In our present study, we analyzed the outcomes of patients who, after having received a first-line TC or TEC chemotherapy, received a variety of second-line chemotherapy against relapsed or recurrent tumors. The overall response rate to second-line chemotherapy was 25% (0–38%). The PFS was 3.5 months (0–20 months), and the OS was 10 months (2–44 months). The response rates, PFS and OS did not differ significantly by the regimen of second-line chemotherapy. Therefore, other factors associated with the response to second-line chemotherapy were investigated.

In the related field of ovarian carcinomas, a TFI has consistently been shown to be the most important factor in the prediction of the response to the second-line chemotherapy [2124]. Patients with ovarian tumor who relapse within 6 months have a disease that is significantly more likely to be both resistant to the original drugs and to have a lower response rate to new chemotherapy; however, those who relapse after 6 months from a first-line platinum-based chemotherapy have a higher chance of responding well, either to a re-challenge with a platinum-based treatment or to other agents [21].

However, comparable predictive factors for the response to second-line chemotherapy have not been established for endometrial carcinomas. It was yet to be determined whether TFI predicts a response to second-line chemotherapy, and if so, whether 6 months was a reasonable critical threshold that would suggest the clinical outcome after second-line chemotherapy. It was also unclear which current regimen is most effective as a second-line chemotherapy for endometrial carcinoma.

In our study, a TFI greater or less than 6 months was demonstrated to be significantly associated with the tumor’s likely responsiveness to a second-line chemotherapy (P = 0.0026 by Fisher’s exact test). The current study also showed that the association between TFI and sensitivity to a second-line TECm, TCm or TCw was statistically significant (P = 0.015 by Fisher’s exact test), indicating that second-line chemotherapy using taxane and platinum, with or without anthracycline, was not effective for those whose TFI was shorter than 6 months after initial treatment using taxane and platinum, with or without anthracycline.

PFS and OS were also shown to relate to a TFI ≥ or <6 months (P = 0.0003 and P = 0.025, respectively, by the log-rank test). As in ovarian tumors, multivariate analysis showed that the TFI for endometrial tumors was also the most significant factor for predicting the effectiveness of a second-line chemotherapy (the adjusted HR of TFI (≥6 months versus <6 months) on PFS: 3.482 (95% CI, 1.641–7.388), and that on OS: 2.341 (95% CI, 1.034–5.301)). TFI was demonstrated to be a significant factor in predicting for PFS and OS (P = 0.0012 and P = 0.042, respectively, based on the multivariate Cox proportional hazards model).

These results imply, for the first time, that the standard strategy for ovarian carcinoma second-line chemotherapy can now be applied to endometrial carcinoma as well. Endometrial carcinomas that relapse at least 6 months after first-line chemotherapy using TC/TEC have a significantly higher chance of responding to second-line chemotherapy.

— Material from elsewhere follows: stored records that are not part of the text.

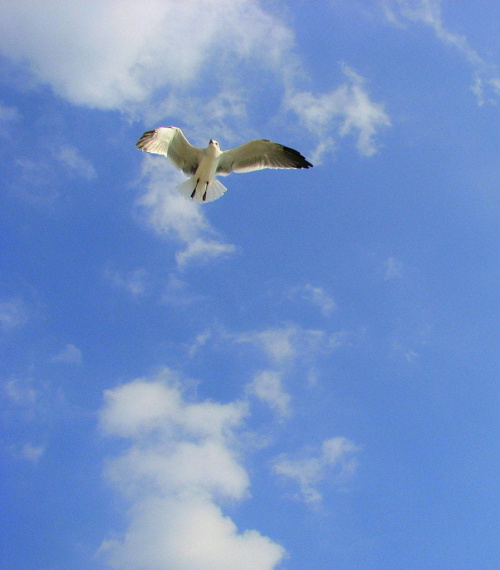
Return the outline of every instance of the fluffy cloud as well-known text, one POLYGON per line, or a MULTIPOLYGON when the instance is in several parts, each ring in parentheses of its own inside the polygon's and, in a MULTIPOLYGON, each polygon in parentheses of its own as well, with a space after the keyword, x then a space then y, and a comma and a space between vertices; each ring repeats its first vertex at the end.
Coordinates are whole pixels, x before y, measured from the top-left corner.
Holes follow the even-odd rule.
POLYGON ((199 497, 143 501, 123 543, 101 552, 119 570, 272 570, 283 549, 256 531, 239 534, 215 504, 199 497))
POLYGON ((130 502, 121 540, 101 552, 119 570, 271 570, 284 550, 239 532, 221 500, 242 500, 249 479, 237 453, 242 402, 188 401, 163 370, 105 393, 101 426, 130 440, 106 475, 130 502))
POLYGON ((278 68, 291 42, 253 0, 0 4, 2 53, 70 102, 100 109, 131 110, 245 59, 278 68))
POLYGON ((374 142, 377 130, 391 124, 383 105, 370 99, 363 78, 347 66, 343 69, 347 82, 330 93, 291 91, 286 98, 286 107, 311 133, 322 139, 315 157, 317 161, 321 160, 320 154, 334 145, 333 139, 327 136, 330 131, 336 131, 340 137, 354 133, 359 152, 370 156, 377 151, 374 142))
POLYGON ((274 74, 285 108, 319 138, 313 162, 350 133, 361 153, 373 154, 377 130, 389 124, 382 105, 347 66, 348 81, 330 93, 301 91, 306 74, 293 31, 266 8, 257 0, 5 0, 0 52, 71 103, 119 109, 148 124, 175 116, 194 140, 215 130, 231 142, 247 130, 241 124, 257 65, 274 74))
POLYGON ((290 415, 291 396, 283 389, 282 376, 276 370, 258 372, 248 385, 247 392, 267 404, 283 419, 290 415))
POLYGON ((158 233, 176 239, 184 249, 176 255, 180 268, 193 261, 206 262, 234 252, 232 244, 219 240, 199 204, 186 200, 175 188, 184 178, 161 157, 146 157, 143 176, 147 190, 137 206, 158 233))
POLYGON ((359 447, 345 437, 333 437, 323 442, 319 453, 304 452, 297 457, 282 454, 275 461, 277 475, 294 479, 307 503, 317 503, 322 496, 318 485, 324 480, 345 481, 357 467, 355 454, 359 447))

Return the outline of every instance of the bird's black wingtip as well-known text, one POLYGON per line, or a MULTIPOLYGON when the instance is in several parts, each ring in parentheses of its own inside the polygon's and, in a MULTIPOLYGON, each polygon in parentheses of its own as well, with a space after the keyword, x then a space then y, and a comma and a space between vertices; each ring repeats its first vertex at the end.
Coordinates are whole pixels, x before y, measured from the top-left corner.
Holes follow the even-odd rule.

However, the tumors that relapse before 6 months are likely to be resistant. In fact, none of the currently popular regimens of chemotherapy (including the same as, or other than, the first-line regimen) were effective, and the PFS and OS were only 2 months (0–9 months) and 5.5 months (2–44 months), respectively (data not shown). Palliative care in these cases, rather than second-line chemotherapy, may for now be more appropriate.

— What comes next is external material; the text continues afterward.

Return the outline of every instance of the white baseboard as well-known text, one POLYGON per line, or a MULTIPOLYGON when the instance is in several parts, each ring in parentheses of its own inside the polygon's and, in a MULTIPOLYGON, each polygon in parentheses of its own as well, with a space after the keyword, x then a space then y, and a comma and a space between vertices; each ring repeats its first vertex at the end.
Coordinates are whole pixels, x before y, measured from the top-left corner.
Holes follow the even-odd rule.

Our present study provides, for the first time, good evidence that relapsed or recurrent diseases found within 6 months from a first-line chemotherapy regimen using taxane and platinum (with or without anthracycline) fail to respond to second-line chemotherapy. Further investigation is still required to establish an efficacious strategy for second-line chemotherapy for advanced or recurrent endometrial cancer.